От трудностей дальнего похода все люди в команде давно уже очень устали. Стычки с неприятелями, шторма и гибель товарищей угнетали. К тому же, утомительный переход через Тихий океан, который еще почти никто из европейских мореплавателей до этого не пересекал, навевал хандру. Очень трудно было постоянно находиться в напряжении на небольшом корабельном пространстве. Правда, встреч с испанцами в этих водах, вроде бы, можно было не опасаться. Но, океан таил разные другие опасности. Старые моряки в тавернах не зря поговаривали, что в этих неизведанных водах живут страшные морские чудовища. И два подобных ужасающих левиафана Френсис Дрейк наблюдал перед собой. Он увидел их, как только необычная светящаяся завеса, висящая над водой прямо по курсу, внезапно исчезла. А слишком небольшое расстояние и слабый ветер не позволяли уже сманеврировать и изменить курс, чтобы уйти.
Но, чудовища пока не нападали. Одно из них, большое и белое, спокойно лежало на воде, выставив огромную высокую горбатую спину, которая вся светилась разноцветными огнями. А второе морское чудовище было серого цвета и заметно длиннее первого. И вся его спина между высокими плавниками, похожими на трубы, из которых даже выходил дымок, обросла какими-то непонятными наростами. Так, во всяком случае, подумал Дрейк, когда впервые увидел издали впереди на воде эти два непонятных плавучих предмета очень солидных размеров, гораздо больше всех известных морских животных и самых больших кораблей. Отступать ему было уже слишком поздно. И оставалось только одно: попробовать прорваться мимо морских монстров, обогнув их по дуге. Возможно, что придется даже вступить с ними в бой. И Дрейк приказал команде готовиться к сражению и заряжать пушки.

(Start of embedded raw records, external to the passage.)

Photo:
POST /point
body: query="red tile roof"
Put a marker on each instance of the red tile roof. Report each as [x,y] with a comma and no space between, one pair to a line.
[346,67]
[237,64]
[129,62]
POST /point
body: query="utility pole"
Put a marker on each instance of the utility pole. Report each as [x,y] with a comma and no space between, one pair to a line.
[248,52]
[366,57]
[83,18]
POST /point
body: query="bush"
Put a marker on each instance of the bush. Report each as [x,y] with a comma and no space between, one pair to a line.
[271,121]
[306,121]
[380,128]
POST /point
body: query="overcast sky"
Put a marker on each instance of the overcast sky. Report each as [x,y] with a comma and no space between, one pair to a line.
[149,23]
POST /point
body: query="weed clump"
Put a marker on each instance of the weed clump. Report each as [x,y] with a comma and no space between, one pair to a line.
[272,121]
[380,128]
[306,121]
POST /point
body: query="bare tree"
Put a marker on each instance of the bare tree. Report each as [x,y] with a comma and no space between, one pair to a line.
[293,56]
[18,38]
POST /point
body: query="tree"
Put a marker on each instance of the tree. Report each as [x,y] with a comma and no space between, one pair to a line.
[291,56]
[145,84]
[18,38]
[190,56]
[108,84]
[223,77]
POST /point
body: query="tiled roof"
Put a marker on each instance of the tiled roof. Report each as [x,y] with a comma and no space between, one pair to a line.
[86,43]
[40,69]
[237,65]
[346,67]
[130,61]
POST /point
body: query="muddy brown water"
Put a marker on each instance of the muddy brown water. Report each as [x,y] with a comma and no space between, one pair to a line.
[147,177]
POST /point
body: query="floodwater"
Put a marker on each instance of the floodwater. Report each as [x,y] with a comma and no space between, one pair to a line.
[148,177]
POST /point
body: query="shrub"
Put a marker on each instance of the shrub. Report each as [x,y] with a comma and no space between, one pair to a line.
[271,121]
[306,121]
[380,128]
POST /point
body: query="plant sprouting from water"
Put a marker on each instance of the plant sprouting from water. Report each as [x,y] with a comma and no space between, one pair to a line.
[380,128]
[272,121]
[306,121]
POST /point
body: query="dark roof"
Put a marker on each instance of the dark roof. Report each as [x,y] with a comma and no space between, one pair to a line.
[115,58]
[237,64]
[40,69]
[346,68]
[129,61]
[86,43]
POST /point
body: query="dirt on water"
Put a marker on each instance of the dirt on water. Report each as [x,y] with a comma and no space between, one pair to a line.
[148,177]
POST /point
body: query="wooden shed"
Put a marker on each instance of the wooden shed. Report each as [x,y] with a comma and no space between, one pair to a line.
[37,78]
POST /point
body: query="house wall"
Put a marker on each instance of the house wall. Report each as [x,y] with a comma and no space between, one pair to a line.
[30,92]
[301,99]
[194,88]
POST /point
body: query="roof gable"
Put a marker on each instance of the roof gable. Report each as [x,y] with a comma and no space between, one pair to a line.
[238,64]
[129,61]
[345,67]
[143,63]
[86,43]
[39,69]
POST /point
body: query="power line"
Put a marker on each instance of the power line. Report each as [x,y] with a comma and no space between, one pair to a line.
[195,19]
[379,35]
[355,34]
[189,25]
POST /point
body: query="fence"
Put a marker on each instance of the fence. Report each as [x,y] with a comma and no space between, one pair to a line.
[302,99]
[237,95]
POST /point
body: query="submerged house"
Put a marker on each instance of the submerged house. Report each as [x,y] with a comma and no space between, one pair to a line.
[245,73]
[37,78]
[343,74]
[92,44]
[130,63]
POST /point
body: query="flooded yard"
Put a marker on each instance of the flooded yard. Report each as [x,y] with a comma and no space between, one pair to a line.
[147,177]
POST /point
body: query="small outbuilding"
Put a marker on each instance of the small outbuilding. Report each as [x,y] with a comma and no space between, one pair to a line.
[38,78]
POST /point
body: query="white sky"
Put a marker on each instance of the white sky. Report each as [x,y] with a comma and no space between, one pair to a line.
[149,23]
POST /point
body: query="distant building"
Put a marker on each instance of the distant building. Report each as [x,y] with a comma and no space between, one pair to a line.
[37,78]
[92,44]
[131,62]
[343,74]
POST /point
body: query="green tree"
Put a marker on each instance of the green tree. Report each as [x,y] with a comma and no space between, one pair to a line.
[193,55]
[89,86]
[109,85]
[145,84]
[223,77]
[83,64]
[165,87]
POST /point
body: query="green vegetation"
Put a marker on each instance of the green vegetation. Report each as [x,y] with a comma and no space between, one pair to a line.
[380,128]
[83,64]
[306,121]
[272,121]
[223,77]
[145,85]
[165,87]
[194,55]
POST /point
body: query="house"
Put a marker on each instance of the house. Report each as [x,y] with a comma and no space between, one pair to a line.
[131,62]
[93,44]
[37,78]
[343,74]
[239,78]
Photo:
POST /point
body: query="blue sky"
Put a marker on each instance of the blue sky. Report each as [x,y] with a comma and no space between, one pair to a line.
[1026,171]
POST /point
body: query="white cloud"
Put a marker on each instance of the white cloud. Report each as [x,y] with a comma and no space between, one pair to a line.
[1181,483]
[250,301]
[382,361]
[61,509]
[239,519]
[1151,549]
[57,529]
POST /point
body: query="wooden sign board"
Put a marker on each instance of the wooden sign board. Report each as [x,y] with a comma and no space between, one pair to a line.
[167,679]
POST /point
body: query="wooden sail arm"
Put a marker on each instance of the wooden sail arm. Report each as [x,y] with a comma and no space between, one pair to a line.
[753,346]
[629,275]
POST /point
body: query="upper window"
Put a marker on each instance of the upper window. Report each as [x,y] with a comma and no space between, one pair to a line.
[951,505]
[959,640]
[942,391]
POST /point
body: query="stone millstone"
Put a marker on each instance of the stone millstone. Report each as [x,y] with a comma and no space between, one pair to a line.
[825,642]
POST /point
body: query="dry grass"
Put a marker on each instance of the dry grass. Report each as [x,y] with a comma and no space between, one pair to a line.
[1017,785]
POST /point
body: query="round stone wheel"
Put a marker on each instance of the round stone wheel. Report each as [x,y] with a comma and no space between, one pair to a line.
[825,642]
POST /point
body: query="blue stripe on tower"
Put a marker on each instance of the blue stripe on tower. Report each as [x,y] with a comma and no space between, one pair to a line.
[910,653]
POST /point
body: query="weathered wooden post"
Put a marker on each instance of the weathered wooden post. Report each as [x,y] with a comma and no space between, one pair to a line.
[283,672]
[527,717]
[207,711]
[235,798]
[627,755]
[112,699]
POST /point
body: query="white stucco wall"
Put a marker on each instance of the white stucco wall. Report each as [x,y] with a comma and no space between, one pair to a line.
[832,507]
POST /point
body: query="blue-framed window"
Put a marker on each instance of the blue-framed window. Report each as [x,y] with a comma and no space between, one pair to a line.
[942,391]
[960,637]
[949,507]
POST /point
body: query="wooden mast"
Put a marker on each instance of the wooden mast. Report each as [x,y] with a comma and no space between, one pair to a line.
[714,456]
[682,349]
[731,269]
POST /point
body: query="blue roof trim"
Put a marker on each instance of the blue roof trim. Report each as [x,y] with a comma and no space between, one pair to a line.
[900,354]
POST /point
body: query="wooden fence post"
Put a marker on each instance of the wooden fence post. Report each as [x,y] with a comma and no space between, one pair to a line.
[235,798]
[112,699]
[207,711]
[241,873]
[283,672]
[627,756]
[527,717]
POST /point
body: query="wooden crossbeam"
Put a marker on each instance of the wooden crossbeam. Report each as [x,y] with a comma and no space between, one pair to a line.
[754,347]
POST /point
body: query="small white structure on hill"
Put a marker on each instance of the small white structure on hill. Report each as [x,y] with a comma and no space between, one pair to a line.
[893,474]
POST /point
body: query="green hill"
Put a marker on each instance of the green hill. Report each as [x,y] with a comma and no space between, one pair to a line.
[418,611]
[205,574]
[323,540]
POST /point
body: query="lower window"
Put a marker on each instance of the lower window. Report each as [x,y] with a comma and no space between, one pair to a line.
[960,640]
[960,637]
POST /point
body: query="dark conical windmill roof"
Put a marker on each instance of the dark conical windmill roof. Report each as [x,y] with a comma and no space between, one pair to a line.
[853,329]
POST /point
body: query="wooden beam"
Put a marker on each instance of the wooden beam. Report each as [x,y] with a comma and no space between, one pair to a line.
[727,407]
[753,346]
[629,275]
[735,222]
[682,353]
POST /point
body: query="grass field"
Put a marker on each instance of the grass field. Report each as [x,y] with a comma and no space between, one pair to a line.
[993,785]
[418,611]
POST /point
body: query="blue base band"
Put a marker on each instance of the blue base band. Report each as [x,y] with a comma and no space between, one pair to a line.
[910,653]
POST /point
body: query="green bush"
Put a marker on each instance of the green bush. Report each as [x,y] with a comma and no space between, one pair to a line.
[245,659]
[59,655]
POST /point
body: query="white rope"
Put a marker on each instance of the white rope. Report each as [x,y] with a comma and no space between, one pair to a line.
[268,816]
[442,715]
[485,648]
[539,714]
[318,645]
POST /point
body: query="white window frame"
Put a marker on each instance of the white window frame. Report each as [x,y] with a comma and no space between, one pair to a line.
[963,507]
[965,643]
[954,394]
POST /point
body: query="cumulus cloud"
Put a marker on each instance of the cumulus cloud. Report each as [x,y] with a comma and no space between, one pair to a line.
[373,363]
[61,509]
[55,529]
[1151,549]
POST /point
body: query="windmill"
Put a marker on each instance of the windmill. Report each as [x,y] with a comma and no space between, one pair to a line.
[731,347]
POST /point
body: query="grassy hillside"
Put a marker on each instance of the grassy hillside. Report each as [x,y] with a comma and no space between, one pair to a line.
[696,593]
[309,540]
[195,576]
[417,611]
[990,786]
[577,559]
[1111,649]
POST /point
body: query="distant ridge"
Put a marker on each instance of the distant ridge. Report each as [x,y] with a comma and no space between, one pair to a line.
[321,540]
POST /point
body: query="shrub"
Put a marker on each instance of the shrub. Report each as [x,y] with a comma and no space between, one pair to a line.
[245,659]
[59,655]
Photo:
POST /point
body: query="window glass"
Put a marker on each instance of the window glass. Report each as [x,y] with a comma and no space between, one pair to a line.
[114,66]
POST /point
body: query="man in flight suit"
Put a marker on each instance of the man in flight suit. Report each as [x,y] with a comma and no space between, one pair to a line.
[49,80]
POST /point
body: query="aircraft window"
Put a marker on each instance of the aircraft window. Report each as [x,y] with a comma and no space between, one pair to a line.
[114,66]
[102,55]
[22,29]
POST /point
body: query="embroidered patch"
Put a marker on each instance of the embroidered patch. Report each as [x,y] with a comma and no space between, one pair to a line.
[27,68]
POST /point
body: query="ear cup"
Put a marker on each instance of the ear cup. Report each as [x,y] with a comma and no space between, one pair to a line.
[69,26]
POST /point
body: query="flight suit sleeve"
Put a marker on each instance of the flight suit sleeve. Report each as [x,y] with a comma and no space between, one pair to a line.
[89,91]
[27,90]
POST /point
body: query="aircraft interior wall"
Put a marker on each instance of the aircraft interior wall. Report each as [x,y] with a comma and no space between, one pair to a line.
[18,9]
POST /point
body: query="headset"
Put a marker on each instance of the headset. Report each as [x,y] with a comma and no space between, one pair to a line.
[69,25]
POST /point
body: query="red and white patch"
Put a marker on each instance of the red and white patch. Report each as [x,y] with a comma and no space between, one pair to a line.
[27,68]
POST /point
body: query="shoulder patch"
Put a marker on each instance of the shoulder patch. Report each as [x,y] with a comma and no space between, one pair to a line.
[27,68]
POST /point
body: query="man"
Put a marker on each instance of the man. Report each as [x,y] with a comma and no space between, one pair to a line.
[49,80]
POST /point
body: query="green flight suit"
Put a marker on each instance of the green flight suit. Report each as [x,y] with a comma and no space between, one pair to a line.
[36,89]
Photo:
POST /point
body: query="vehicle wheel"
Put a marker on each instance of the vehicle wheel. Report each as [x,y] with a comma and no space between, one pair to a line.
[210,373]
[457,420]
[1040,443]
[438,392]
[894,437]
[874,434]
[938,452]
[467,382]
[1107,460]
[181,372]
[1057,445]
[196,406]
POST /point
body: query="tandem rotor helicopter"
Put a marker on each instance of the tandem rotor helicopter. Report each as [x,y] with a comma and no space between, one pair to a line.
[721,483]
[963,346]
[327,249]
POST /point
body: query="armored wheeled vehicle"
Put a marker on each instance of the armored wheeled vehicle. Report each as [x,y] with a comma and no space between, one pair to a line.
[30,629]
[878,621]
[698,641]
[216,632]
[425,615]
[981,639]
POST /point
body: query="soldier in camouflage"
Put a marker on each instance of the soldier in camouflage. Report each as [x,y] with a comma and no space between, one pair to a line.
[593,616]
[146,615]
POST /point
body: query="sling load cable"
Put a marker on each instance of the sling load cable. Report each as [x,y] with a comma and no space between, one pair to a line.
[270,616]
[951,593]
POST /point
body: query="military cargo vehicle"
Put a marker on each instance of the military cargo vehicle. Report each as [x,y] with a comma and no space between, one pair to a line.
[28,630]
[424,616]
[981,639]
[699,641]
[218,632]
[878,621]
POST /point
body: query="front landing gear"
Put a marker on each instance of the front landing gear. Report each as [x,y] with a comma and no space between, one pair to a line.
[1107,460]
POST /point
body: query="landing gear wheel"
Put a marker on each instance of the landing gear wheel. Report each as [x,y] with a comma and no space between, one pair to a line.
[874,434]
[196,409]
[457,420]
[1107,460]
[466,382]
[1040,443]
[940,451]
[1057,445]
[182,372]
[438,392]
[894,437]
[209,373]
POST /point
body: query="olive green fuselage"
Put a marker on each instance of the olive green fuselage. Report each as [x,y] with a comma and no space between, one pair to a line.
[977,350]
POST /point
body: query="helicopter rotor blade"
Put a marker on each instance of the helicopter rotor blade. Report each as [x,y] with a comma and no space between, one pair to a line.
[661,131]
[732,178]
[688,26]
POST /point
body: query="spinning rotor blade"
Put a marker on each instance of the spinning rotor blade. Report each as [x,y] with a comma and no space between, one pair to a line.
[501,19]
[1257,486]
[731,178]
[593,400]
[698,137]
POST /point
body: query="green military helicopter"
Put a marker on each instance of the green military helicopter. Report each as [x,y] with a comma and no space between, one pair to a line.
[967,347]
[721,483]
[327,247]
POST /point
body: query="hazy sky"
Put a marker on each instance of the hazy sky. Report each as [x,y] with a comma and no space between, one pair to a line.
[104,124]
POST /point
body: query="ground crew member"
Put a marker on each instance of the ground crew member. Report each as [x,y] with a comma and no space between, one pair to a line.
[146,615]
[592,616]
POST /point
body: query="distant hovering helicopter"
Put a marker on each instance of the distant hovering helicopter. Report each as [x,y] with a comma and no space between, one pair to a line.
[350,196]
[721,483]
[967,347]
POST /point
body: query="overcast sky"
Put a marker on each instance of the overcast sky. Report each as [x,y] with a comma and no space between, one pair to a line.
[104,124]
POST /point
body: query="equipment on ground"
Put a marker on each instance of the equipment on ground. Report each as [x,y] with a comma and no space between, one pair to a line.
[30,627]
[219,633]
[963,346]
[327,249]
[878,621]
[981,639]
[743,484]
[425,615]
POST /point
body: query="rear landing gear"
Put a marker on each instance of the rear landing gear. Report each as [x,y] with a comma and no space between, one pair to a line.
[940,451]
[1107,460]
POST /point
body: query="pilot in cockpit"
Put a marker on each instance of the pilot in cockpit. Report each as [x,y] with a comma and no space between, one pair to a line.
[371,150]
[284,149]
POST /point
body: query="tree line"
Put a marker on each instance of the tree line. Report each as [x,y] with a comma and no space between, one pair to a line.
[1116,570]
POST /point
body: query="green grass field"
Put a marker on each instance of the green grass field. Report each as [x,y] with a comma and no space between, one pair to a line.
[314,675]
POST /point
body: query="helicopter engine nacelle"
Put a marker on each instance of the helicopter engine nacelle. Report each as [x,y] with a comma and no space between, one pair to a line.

Но, чем ближе «Золотая лань» подходила, тем яснее становилось видно, что то, что поначалу капитан принял за морских чудовищ, оказалось какими-то неизвестными огромными кораблями совершенно невероятных размеров. У них явно имелись острые линии носовых оконечностей и даже короткие мачты без парусов, на которых развевались флаги неизвестных стран. Один из этих флагов, который был поднят на сияющем корабле, немного напоминал голландский торговый, только полосы сходных цветов шли сверху вниз в иной последовательности. А вот на длинном сером корабле флаг имелся и вовсе необычный: красная пятиконечная звезда и отдельно скрещенные красные молоток и серп на белом фоне. Красное — это же цвет крови. А пятиконечная звезда, пентаграмма, — это древний магический знак. Серп с молотом мог обозначать, например, гильдию жнецов и кузнецов. Вот только что общего у жнецов с кузнецами и у тех и других с магией? И Френсис Дрейк терялся в догадках, не понимая, что же подобный флаг может значить.